A team of researchers at the University of New Mexico Health Sciences Center and the National Institutes of Health (NIH) have developed a vaccine to treat high cholesterol. The vaccine, which targets a molecule called PCSK9, a protein involved in cholesterol metabolism, could be a cost-effective alternative to current expensive cholesterol drugs and could lead to a widely applicable vaccine-based approach for controlling high cholesterol and cardiovascular disease.
The study, "A Cholesterol-Lowering VLP Vaccine that Targets PCSK9,” demonstrated that the vaccine dramatically lowered cholesterol levels in animals. It was recently published in the journal Vaccine by Bryce Chackerian, PhD, professor in the UNM Department of Molecular Genetics and Microbiology, along with UNM graduate student Erin Crossey and Drs. Alan Remaley, John Schiller and Marcelo Amar at NIH.
“We believe that this vaccine could lead to a widely applicable approach for controlling hypercholesteremia and cardiovascular disease,” Chackerian said.
The patent pending vaccine is good news not only for patients but UNM’s technology-transfer organization, STC.UNM. “This technology is a strong candidate for successful commercialization and could be an entirely new and effective way of treating diseases that are a result of untreated high cholesterol,” said STC CEO Lisa Kuuttila.

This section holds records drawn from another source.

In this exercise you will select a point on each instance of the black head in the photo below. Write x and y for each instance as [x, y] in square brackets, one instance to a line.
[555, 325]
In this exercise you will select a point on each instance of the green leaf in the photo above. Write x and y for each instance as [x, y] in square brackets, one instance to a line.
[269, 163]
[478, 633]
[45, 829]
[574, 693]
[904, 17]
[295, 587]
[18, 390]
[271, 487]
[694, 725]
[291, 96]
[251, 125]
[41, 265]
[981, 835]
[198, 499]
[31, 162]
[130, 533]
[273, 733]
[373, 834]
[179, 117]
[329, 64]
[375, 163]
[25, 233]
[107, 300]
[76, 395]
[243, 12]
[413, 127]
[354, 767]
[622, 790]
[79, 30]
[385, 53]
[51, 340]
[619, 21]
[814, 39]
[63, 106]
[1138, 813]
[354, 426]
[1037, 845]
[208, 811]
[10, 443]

Genetic mutations that increase PCSK9 activity are linked to increased levels of low-density lipoprotein cholesterol (LDL-C—the “bad” cholesterol), which in turn is associated with an increased risk of plaque build-up in the arteries leading to coronary heart disease and stroke. More than 73 million adults in the United States (approximately 32 percent of the population) have elevated LDL-C levels, or high cholesterol.
Although lifestyle changes and medication (such as statins) can lower LDL-C, more than 60 percent of at-risk patients on lipid lowering therapy still go on to have a cardiovascular event.
Statins have side effects, including increased concentrations of liver enzymes, muscle pain, cognitive loss, increased risk of diabetes and adverse drug interactions. As an alternative to statins, drug companies have developed monoclonal antibody-based drugs that target PCSK9, such as Alirocumab and Evolocumab that were recently approved by the FDA to treat high cholesterol.
While these drugs have been shown to dramatically reduce LDL-C levels (by up to 60 percent) and cardiovascular events, they are extremely expensive, costing over $10,000 per year. This will likely limit the use of this class of drugs for those patients who cannot be effectively managed with statins or some of the other currently used cholesterol-lowering drugs. Additionally, monoclonal antibody therapies must be administered repeatedly for therapeutic effect.
The vaccine uses a virus-like particle technology developed by Chackerian and his UNM co-inventors as an immunogenic carrier of an antigenic PCSK9 peptide. Virus-like particles are viruses that have had their DNA removed so that they retain their external structure for antigen display but are unable to replicate. They can induce an immune response without causing infection. Virus-like particle-based vaccines are effective and safe and can be developed rapidly at low cost.
In the study, mice and macaques vaccinated with bacteriophage virus-like particles displaying PCSK9-derived peptides developed high-titer IgG antibodies that bound to circulating PCSK9. Vaccination was associated with significant reductions in total cholesterol, free cholesterol, phospholipids, and triglycerides.